Trivia answer: Before we get to the actual identity of , enjoy the Monday Night Football theme somehow being part of this 1977 Mets film, the year of the 14th home opener at Shea.
In case you don’t want to spend half an hour never getting the answer to the question of who the pitcher of the 1977 home opener was, it’s an incredible production that doesn’t even touch on the defining moment of the season until just after the halfway point, with the first half including highlights of Mickey Mantle and Joe DiMaggio, plus John Stearns was labeled “handsome and useful,” like the folder the Mets gave out for 1977 Back To School Day. No, this is not a joke.
He’s alright, but he’s no Travis d’Arnaud. Anyway, another ex-Met, manager Joe Torre, goes on to seriously say that Steve Henderson is “a Willie Mays type player to me.” No pressure, Steve! Good for him that he did go on to a 1,085-game career, but Torre said that in the same breath as being he was saying, presumably at management’s behest because somebody had too justify the Mets having traded, 16 minutes into the 1977 season highlight film, the best player in team history, his own teammate until earlier that year, and an already known future Hall of Famer, Tom Seaver (you didn’t overthink it, did you?).
“Tom Seaver’s the best pitcher in the game right now,” Torre says, in an absolutely… okay, you wanna talk about handsome and useful?
Sexy Outdoors Turtleneck Jean Jacket Mets Manager Joe Torre was a real thing. Damn, the ‘70s were something.
“But Tom Seaver is one person pitching once a week for a club that needed more help than Tom Seaver,” Torre continues. “So we got a Pat Zachry, we got a Doug Flynn, we got a kid for the future in Dan Norman, and maybe the immediate future, because Steve Henderson, to me, and all these guys, are gonna be the future of our ballclub.”

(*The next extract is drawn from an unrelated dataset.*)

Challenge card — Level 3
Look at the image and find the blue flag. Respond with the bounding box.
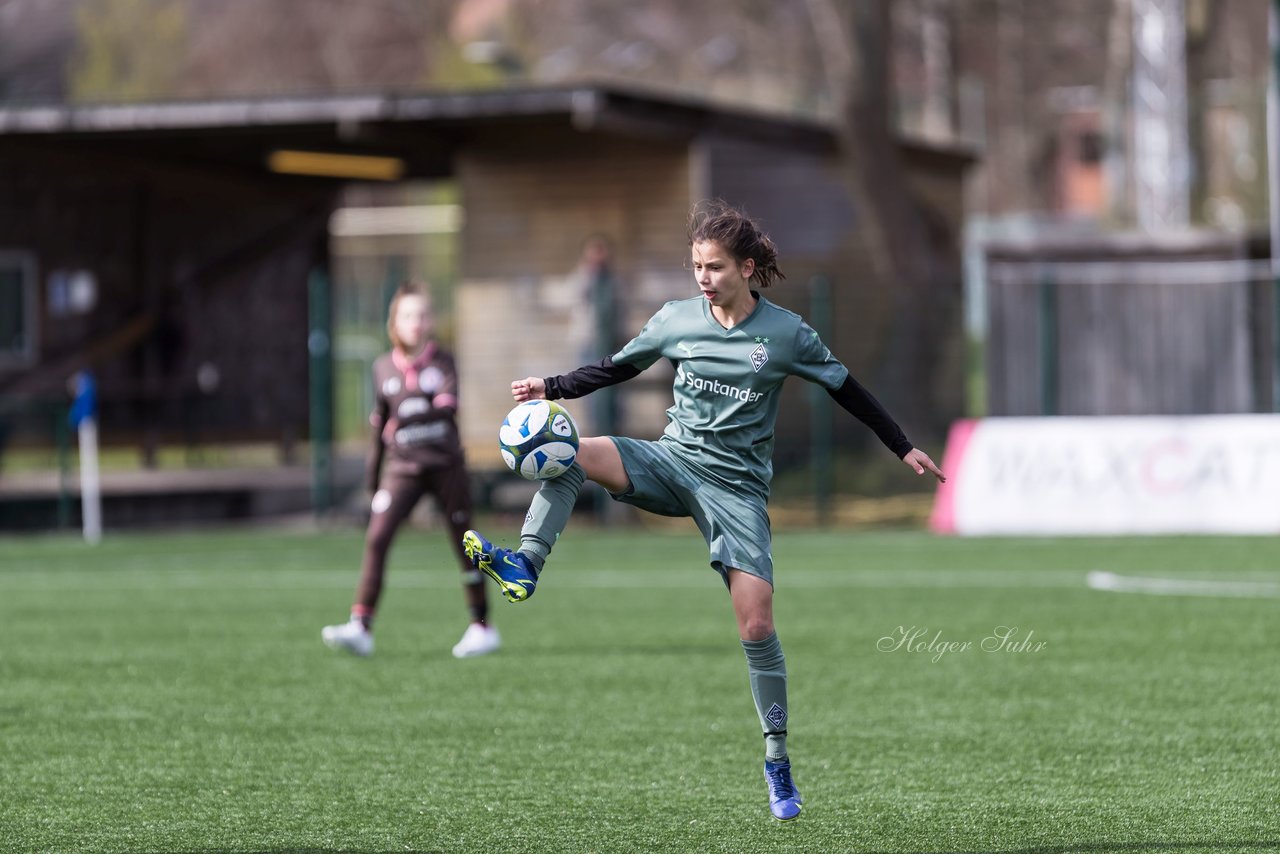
[68,371,97,428]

Zero clips of Seaver are shown in the video. Doug Flynn, who complained in the team video about not being able to afford a New York apartment, retired with a -6.9 career WAR, worst in major league history. At least there’s talk – albeit no video – of the game when Lenny Randle was at bat and the 1977 blackout struck.
Anyway, on Opening Day in 1977, Seaver not only steamrolled the Cardinals in an hour and 59 minutes, he did something that Chris Bassitt assuredly will not do in the 14th home opener of this ballpark. Tom Terrific belted a bases loaded single, driving in two runs in the second inning for a 3-0 lead after John Milner’s homer in the first provided the only support The Franchise would need.